In an effort to fully educate board members regarding district policy, finance director Jerry Clay read aloud the graduation policy adopted by USD 480.

“Formal public graduation activities will be conducted only at the high school level,” Clay noted. “Graduation exercises will be at the control of the building principal, as approved January 5 of 2000.”

Celilia Medina patiently waited for board members to finish their discussion for a chance to speak. She was almost unable to address the board when Diepenbrock felt enough had been said regarding the issue.

“Ma’am, I mean you know disrespect,” he said. “But, I don’t know what you are going to say. This is the principal of our high school, and we have has been already under a lot of fire. We have heard both sides of the issue, so I am sorry, unless the board wants to make a motion to allow the floor to speak, I have heard all I need to hear about this. I am sorry.”

Board members felt it important to let Medina speak, due to the fact that she was, in fact, part of the school system and she was not present when comments from the floor were requested earlier in the meeting.

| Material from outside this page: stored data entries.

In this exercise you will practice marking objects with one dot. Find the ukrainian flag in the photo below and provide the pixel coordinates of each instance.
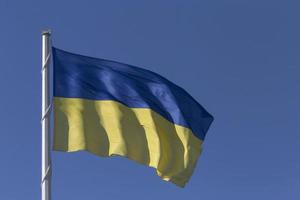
(109, 108)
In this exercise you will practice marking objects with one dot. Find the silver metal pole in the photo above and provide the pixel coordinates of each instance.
(46, 107)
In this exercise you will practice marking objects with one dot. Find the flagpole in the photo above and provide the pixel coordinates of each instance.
(46, 107)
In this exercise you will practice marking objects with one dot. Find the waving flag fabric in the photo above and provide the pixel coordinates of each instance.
(109, 108)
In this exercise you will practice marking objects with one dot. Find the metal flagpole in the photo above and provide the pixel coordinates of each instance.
(46, 107)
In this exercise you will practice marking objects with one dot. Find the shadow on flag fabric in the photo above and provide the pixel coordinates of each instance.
(109, 108)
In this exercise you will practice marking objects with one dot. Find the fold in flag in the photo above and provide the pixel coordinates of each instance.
(109, 108)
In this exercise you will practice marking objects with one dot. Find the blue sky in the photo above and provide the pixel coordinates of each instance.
(238, 58)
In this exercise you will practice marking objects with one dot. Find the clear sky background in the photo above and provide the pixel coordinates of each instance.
(238, 58)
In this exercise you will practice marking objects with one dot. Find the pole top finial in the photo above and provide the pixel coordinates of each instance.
(46, 32)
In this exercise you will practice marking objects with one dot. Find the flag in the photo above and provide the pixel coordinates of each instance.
(110, 108)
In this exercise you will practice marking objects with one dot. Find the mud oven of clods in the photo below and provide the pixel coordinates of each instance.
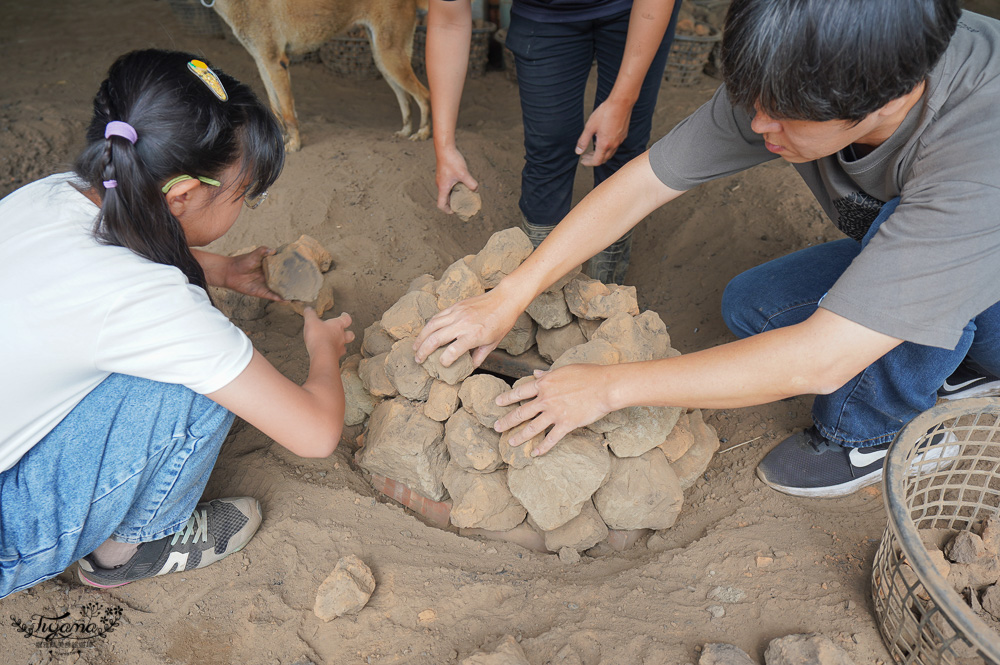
(430, 434)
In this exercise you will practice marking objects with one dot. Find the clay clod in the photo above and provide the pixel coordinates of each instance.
(464, 202)
(454, 373)
(358, 402)
(294, 271)
(407, 317)
(346, 590)
(479, 395)
(471, 445)
(504, 251)
(508, 652)
(481, 500)
(407, 446)
(555, 486)
(642, 492)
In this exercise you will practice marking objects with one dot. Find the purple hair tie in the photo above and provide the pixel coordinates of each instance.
(122, 129)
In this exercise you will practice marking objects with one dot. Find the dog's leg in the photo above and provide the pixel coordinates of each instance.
(268, 53)
(273, 70)
(392, 46)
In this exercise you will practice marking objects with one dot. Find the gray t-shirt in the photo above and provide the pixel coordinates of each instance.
(934, 265)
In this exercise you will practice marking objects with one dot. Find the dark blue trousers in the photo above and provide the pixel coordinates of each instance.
(553, 63)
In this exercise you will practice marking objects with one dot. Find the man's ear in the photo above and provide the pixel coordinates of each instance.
(896, 105)
(179, 196)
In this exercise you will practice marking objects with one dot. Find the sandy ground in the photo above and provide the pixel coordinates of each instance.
(369, 197)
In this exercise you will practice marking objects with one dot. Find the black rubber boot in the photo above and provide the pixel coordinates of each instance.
(611, 264)
(536, 232)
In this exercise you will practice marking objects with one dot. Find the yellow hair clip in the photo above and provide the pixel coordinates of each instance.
(209, 78)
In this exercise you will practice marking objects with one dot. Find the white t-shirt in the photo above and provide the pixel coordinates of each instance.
(74, 311)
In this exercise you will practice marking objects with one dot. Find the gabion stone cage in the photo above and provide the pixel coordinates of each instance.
(942, 472)
(688, 57)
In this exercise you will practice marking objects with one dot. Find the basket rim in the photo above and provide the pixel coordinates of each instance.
(904, 529)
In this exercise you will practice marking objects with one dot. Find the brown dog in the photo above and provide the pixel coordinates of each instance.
(271, 30)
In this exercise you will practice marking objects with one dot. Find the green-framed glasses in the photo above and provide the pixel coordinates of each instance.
(249, 201)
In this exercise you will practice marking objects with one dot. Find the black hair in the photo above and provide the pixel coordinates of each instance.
(831, 59)
(182, 128)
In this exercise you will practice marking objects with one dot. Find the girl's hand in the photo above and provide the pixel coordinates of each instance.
(245, 274)
(323, 336)
(569, 397)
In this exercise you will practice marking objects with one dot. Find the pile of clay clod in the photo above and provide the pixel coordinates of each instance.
(430, 427)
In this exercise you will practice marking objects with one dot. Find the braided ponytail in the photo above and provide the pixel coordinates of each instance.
(180, 128)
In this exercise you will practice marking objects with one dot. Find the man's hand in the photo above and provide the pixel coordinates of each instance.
(245, 273)
(607, 127)
(569, 397)
(451, 169)
(475, 323)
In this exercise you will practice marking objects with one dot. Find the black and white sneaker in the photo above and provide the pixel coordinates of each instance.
(215, 530)
(969, 380)
(808, 464)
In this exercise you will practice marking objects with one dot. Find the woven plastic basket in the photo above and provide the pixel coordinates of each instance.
(350, 55)
(479, 49)
(197, 19)
(688, 57)
(923, 620)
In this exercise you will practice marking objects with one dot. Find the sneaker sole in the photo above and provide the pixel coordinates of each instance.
(83, 578)
(991, 389)
(918, 465)
(825, 492)
(255, 519)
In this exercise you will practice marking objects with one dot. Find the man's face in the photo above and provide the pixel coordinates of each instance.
(799, 141)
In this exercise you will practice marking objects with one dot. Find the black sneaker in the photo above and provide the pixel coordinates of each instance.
(969, 380)
(809, 464)
(215, 530)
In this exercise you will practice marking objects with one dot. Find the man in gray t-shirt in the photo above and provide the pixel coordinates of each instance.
(890, 111)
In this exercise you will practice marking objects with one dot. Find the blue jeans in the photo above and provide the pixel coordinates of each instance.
(129, 462)
(873, 406)
(553, 64)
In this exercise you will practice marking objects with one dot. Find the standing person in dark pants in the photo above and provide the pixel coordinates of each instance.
(555, 42)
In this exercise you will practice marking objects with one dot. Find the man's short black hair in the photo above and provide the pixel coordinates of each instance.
(831, 59)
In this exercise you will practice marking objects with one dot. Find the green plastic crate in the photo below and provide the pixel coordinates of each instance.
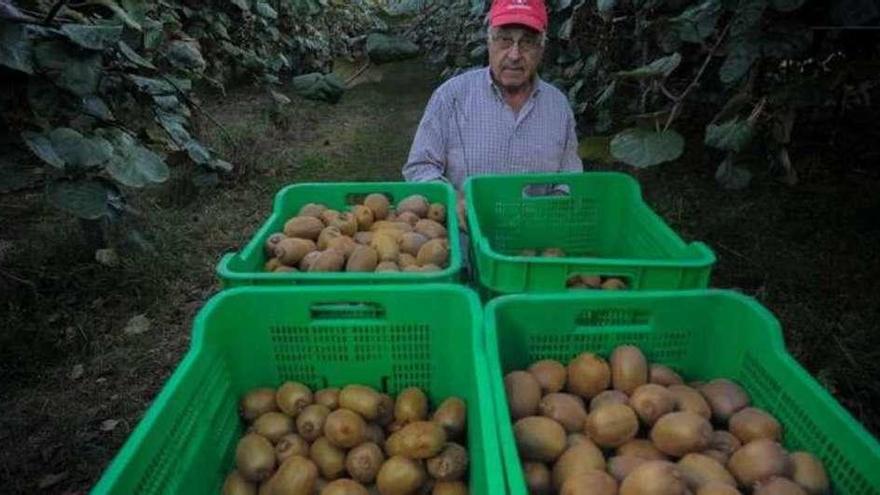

“I have known Mr. Adams since he has moved to Liberal,” Medina said. “I have nothing against him, I understand tough decisions. I have heard from lots of parents, they don’t understand why we are limited to 10 tickets. I, myself, have roughly 60 family members. To limit to 10 people at graduation, I think is unfair, very unfair. I am not the only one that would have a big family. I think that if we are going to have it at the stadium, it is our decision to stand out in the heat. My daughter has gone through 13 years of school, it will be worth standing out there watching and have the entire family with us.”

Ultimately, the board let Adams’ decision stand to once again conduct graduation in the Big House, with each student receiving 10 tickets for family members. Diepenbrock, Jury, Cheryl Louderback and Nick Hatcher voted in favor of Adams’ decision. Petty, Sutherland-Abbott and Stacy Johnson voted to allow Redskin Field to be utilized for commencement exercises.